One of the original sponsors, OCA, which owned a 10% stake in project, entered insolvency proceedings in May 2013, jeopardising the pace of construction. So the remaining sponsors bought OCA’s piece of the project. Despite that hurdle, the financing closed on 1 August 2013, with operations scheduled for August 2015.
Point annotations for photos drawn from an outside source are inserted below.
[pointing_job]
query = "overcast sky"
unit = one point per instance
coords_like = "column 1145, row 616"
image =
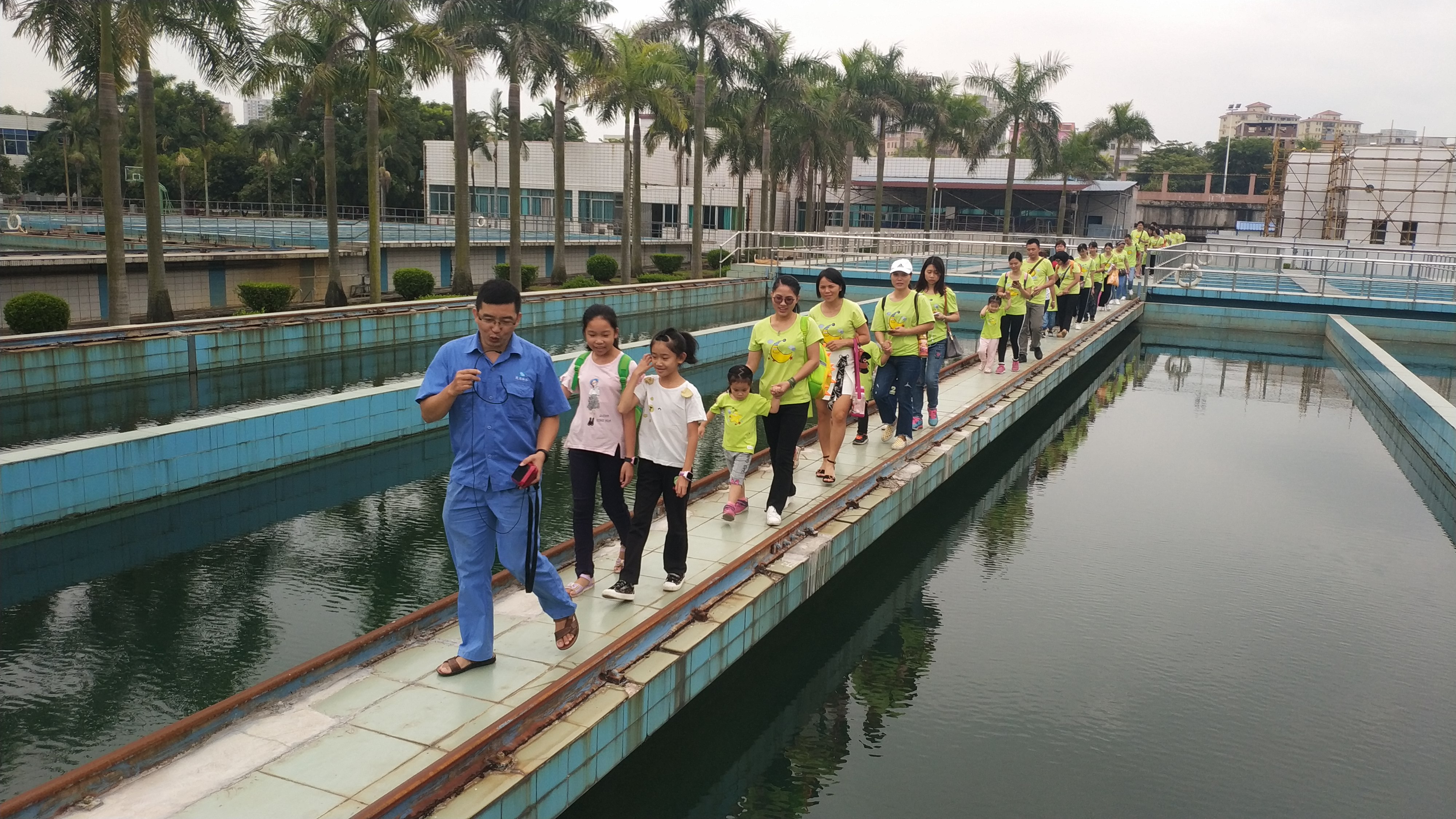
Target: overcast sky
column 1180, row 63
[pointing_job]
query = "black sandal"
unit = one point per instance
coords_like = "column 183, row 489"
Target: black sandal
column 461, row 665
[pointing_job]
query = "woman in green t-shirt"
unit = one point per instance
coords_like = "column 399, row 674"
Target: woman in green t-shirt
column 844, row 325
column 901, row 320
column 788, row 344
column 946, row 311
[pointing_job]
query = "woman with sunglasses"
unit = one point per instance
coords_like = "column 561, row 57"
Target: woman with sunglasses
column 788, row 346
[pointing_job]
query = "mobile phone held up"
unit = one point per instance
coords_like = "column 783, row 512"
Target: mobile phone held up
column 525, row 476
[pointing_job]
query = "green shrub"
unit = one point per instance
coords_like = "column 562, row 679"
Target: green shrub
column 668, row 263
column 602, row 267
column 413, row 283
column 717, row 258
column 266, row 296
column 528, row 273
column 37, row 312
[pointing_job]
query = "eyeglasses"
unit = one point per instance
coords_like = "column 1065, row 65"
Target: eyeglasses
column 493, row 321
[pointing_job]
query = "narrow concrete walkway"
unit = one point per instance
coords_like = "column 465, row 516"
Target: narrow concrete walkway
column 343, row 744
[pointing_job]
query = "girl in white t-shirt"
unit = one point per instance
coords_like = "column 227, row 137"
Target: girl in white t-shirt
column 602, row 441
column 668, row 442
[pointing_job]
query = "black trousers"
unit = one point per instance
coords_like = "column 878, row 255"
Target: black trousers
column 1011, row 331
column 784, row 431
column 586, row 470
column 656, row 482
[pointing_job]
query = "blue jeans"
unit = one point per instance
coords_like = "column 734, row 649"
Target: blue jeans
column 931, row 379
column 901, row 373
column 480, row 527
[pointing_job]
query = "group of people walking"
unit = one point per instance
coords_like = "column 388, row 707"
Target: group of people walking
column 644, row 420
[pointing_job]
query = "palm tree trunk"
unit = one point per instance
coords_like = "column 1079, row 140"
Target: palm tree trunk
column 515, row 136
column 336, row 296
column 700, row 123
column 461, row 282
column 1062, row 206
column 376, row 292
column 159, row 304
column 767, row 193
column 558, row 273
column 930, row 191
column 627, row 199
column 880, row 175
column 119, row 305
column 637, row 194
column 1011, row 174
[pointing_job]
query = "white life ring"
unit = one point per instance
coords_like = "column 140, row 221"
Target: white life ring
column 1195, row 276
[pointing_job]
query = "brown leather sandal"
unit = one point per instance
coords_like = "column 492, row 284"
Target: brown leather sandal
column 567, row 630
column 461, row 665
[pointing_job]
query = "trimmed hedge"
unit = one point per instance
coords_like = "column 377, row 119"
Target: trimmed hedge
column 602, row 267
column 528, row 273
column 37, row 312
column 267, row 296
column 413, row 283
column 668, row 263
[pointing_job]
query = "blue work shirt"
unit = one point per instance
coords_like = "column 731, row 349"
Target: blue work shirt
column 494, row 426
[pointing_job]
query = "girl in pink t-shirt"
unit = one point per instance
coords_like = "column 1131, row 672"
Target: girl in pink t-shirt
column 602, row 442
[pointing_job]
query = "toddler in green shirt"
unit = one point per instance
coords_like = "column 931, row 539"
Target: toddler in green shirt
column 740, row 408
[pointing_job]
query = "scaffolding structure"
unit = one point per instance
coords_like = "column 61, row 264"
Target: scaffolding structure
column 1382, row 194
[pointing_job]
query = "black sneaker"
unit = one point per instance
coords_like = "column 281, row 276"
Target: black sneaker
column 620, row 592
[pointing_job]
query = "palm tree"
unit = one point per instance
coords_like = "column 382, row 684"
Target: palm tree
column 949, row 119
column 570, row 23
column 384, row 44
column 719, row 34
column 85, row 41
column 625, row 79
column 219, row 37
column 1080, row 157
column 774, row 79
column 1122, row 127
column 1017, row 98
column 301, row 53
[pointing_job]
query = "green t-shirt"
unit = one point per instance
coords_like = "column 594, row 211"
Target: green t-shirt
column 740, row 420
column 1037, row 274
column 908, row 312
column 786, row 355
column 991, row 323
column 946, row 305
column 850, row 318
column 1014, row 301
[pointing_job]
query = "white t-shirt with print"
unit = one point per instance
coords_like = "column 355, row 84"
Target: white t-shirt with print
column 666, row 415
column 596, row 429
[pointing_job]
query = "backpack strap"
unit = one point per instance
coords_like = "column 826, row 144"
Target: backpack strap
column 576, row 371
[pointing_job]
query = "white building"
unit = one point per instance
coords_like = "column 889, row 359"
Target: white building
column 20, row 135
column 1387, row 194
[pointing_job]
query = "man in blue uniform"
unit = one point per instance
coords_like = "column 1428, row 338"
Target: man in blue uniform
column 503, row 400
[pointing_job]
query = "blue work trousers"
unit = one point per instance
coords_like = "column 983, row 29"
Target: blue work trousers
column 483, row 525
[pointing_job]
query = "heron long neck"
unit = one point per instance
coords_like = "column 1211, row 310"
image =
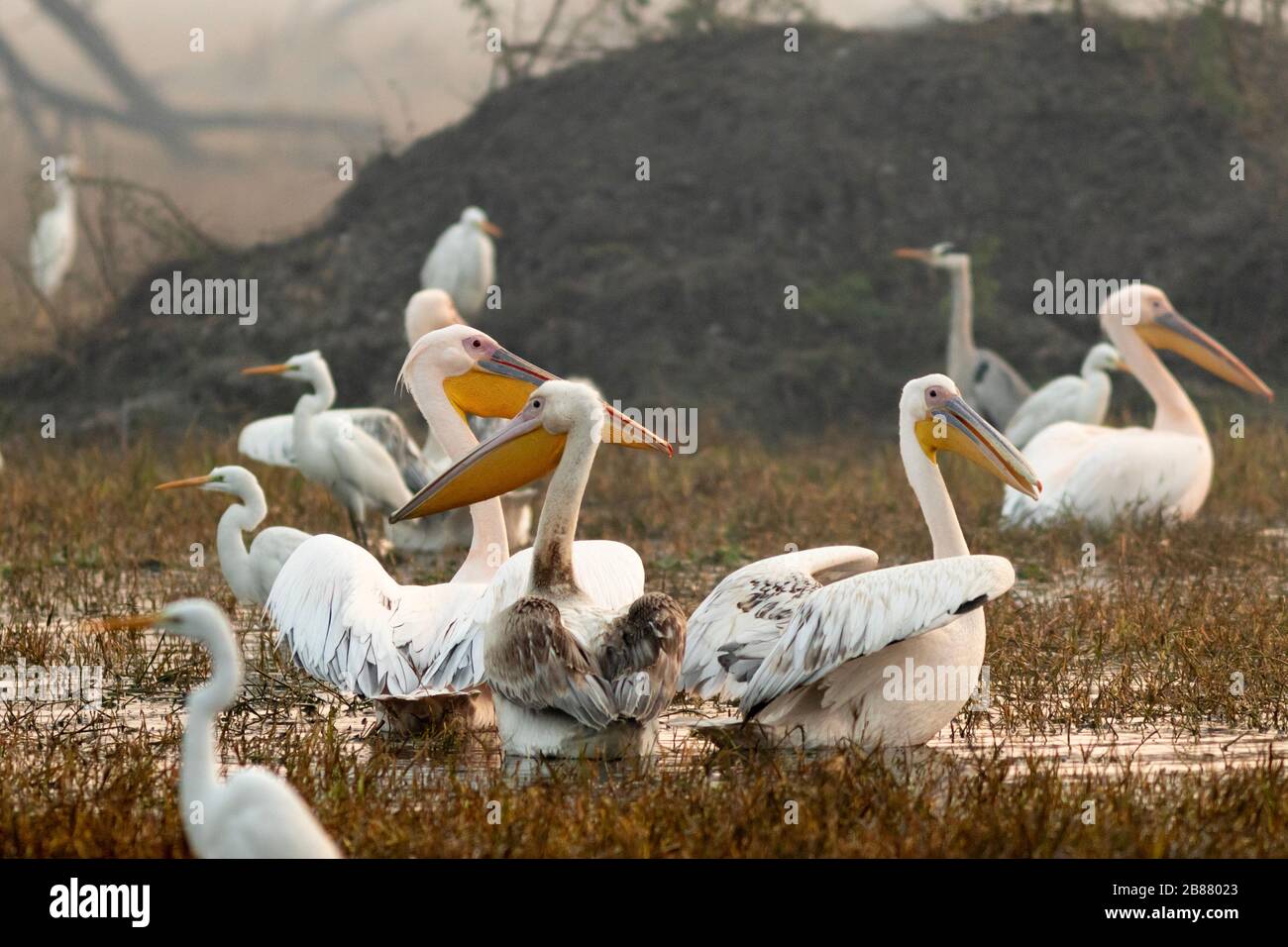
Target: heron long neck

The EIB provided a 19-year €110 million direct loan to the project, a loan it had approved in November 2011. A further €110 million in soft mini-perm debt came from a club of five local banks – BBVA, Santander, CaixaBank, Banco Popular and Novagalicia Banco. BBVA and Santander both took €30 million tickets, with CaixaBank and Banco Popular taking €20 million tickets and Novagalicia Banco taking €10 million.

The financing was rounded off with a 19-year €30 million mezzanine loan from AXIS, the investment arm of ICO, and a 2.25-year €2.8 million revolver from BBVA and Santander. The debt/equity ratio on the project stands at 68.5/31.5 with average debt service coverage ratio of 1.44x and a minimum loan life debt service coverage ratio of 1.59x. The loans have a grace period of 10 months, and drawdown took place on 14 August 2013.

Cash sweeps are in place but cover a predefined portion of total outstanding debt on top scheduled principal repayment, rather than a percentage of available cash. The project would not default if it is unable to make these additional repayments, meaning the shortfall would roll over and be added to the following year’s target.